Heidi Klessig MD. Originally published on Heartland Daily News on July 24th 2023
The Canadian Journal of Anesthesia has just published new criteria for determining death, which are based on a “higher mind” definition of death rather than on death as a biological occurrence. This means that heart-beating people who are unresponsive, dependent on a ventilator, and lacking certain protective brainstem reflexes will be declared legally “dead”.
Death in Canada is now defined as the “Permanent cessation of brain function”. This definition has three parts. First, “Permanent”, the guidelines explain, means that brain function is lost, will not resume spontaneously (an educated guess), and will not be restored through intervention. This means that you can be declared legally dead just because doctors are not going to take the trouble to intervene on your behalf.
Second, the guidelines require the complete absence of any form of consciousness, defined as wakefulness or awareness. However, there are no medical tests for consciousness.
Medical examinations can only test whether the patient is willing and able to respond, not whether they are inwardly conscious. Zack Dunlap, after recovering from a diagnosis of “brain death”, reported:
The next thing I remember was laying in the hospital bed, not being able to move, breathe—couldn’t do anything, on a ventilator. I heard someone say, ‘I’m sorry, he’s brain dead, he’s passing away.’ And there’s nothing I could do, just get mad. I couldn’t do anything—to sign—at all…I tried to scream, tried to move, just got extremely angry.
Last, the Canadian guidelines require that certain brainstem reflexes be absent, including the ability to breathe independently. They go on to say that residual brain cell activity not associated with the presence of consciousness does not preclude death determination. So, people with electrical activity on their EEG and people who have continued functioning of parts of the brain above the brainstem will be declared dead as well.
Conflict of Interest
Interestingly, the guidelines were written by a multidisciplinary team which included not only health care professionals, but also organ donation organizations. In his encomium accompanying the guidelines, Dr. David M. Greer writes:
…the inclusion of Organ Donation Organizations (ODO) is unique. In many societal guidelines, there is a tendency to shy away from any mention of organ donation, as this could lead to a misconception that organ donation is the primary motivation for death determination. But I applaud the authors for their inclusion of ODOs in this guideline, and feel this is long overdue.
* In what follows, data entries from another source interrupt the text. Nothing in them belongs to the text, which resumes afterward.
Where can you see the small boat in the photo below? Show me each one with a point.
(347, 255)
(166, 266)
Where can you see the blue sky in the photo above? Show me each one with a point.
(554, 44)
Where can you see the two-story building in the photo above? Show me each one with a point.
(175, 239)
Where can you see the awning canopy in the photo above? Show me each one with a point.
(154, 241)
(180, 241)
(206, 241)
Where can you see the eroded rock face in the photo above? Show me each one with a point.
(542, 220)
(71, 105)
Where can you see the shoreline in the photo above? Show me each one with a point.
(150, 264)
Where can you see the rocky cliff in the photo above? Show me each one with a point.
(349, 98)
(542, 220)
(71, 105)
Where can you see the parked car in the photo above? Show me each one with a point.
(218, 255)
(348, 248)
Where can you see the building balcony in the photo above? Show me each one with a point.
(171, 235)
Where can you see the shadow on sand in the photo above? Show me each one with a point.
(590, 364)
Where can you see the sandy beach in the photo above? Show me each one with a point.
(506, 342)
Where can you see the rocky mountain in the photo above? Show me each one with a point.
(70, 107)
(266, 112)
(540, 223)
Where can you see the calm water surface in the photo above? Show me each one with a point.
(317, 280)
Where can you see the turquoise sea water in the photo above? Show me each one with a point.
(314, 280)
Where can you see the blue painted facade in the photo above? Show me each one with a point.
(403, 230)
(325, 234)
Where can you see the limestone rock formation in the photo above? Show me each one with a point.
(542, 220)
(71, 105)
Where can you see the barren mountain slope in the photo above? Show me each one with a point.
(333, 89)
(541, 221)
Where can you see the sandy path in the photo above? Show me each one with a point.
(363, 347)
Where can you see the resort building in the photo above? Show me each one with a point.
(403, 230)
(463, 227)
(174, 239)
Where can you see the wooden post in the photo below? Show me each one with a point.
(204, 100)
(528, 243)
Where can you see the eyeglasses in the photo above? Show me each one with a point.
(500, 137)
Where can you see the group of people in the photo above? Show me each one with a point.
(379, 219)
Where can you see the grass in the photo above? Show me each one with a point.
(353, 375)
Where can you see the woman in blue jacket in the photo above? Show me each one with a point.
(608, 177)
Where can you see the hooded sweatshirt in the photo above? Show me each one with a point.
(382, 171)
Greer goes on to say that the Canadian guidelines should serve as a model for the rest of the world. And indeed, the American Academy of Neurology has petitioned the Uniform Law Commission (ULC) to revise the legal definition of death here in the United States as well. At the ULC annual meeting taking place in Honolulu from July 21 to July 27, proposed changes which are similar to the Canadian guidelines are being presented.
The ULC drafting committee working on revising the Uniform Determination of Death Act (UDDA) is offering two options to the annual meeting for discussion. The first option is the same as the current definition of death under the UDDA.
And individual is dead if the individual has sustained:
Irreversible cessation of circulatory and respiratory functions; or
Irreversible cessation of all functions of the entire brain, including the brain stem.
Permanent cessation of circulatory and respiratory functions; or
b. Cessation of spontaneous respiratory functions, and
c. Loss of brainstem reflexes
As you can see, the second option is basically a reiteration of the Canadian guidelines. The drafting committee was unable to come to a consensus between options one and two, with strongly held convictions being expressed by commissioners on both sides. Thus, it was decided to bring both options to the ULC annual meeting.
The proposed revision to the UDDA has been opposed by the Association of American Physicians and Surgeons, the Catholic Medical Association (which has written to the ULC twice), as well as the Christian Medical and Dental Association. The National Catholic Bioethics Center wrote, “The basis for our objection is that the proposed revision will allow patients who exhibit partial brain function to be declared “legally dead” when they are not biologically dead.”
National Right to Life stated:
Of significant concern is replacing the term ‘irreversible’ with ‘permanent.’ A loss of a function is ‘irreversible’ if that function cannot possibly be regained spontaneously or restored through medical intervention. This is an appropriate standard. In contrast, a loss of function can be said to be ‘permanent’ if that function is not either spontaneously restarted or restored on its own or is not restarted or restored because of a lack of medical intervention. If medical personnel do not attempt resuscitation or restorative measures, then a condition is ‘permanent.’ This new definition will lead to more overly-quick judgments from medical staff and steer patients to receive less care—or no care at all—leading to a premature death.
At the last meeting of the ULC drafting committee, chairperson the Honorable Sam Thumma acknowledged that now may not be the time for a revision of the UDDA, as the comments the committee has received are heartfelt and almost impossible to reconcile.
Public trust in the American medical system is already at an all-time low. Now is not the time to follow Canada’s lead in loosening the criteria for death. Now is not the time to allow doctors to declare people with partial brain function “legally dead”.
Dr. Heidi Klessig is a retired anesthesiologist and an observer to the Uniform Law Commission as they meet to consider a revision of the Uniform Determination of Death Act.